The owners of the companies are the shareholders. The shareholders can generally move their investments from one company to another. If they want to get some extra cash from the company, they can force it to deplete its cash by paying dividends. They can even get the company to take a loan and use that money to pay dividends leaving the company bankrupt, in debt and ready to collapse, but it takes an amazing accountant to make that work cleanly.
Every company making money from big Tobacco is covered. The shareholders of those companies have already left the companies. They've moved onto whatever Forbes or Gartner is interested in these days. Instead, what's left is investors who specialize in profiting as companies shrink. There is such a thing. It's possible for the owners of a company to find ways to profit from writing off losses for example.
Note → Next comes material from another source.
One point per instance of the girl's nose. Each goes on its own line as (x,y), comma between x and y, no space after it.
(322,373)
Let's say you're Emma Watson and you've had a great year and tax time is coming. One option for Hollywood actors in the past has been to buy into producing a film guaranteed to fail at the box office. This would let you take a loss in a possibly fun way. The alternative is to invest in a company that will lose money on a steady schedule so the loses can be written off. Creative accountants can find ways to make a million in losses come back as 10 million in non-taxable income or better.
So those companies are amazing targets for people in need of write-offs right now and there's a ton of money to be made that way.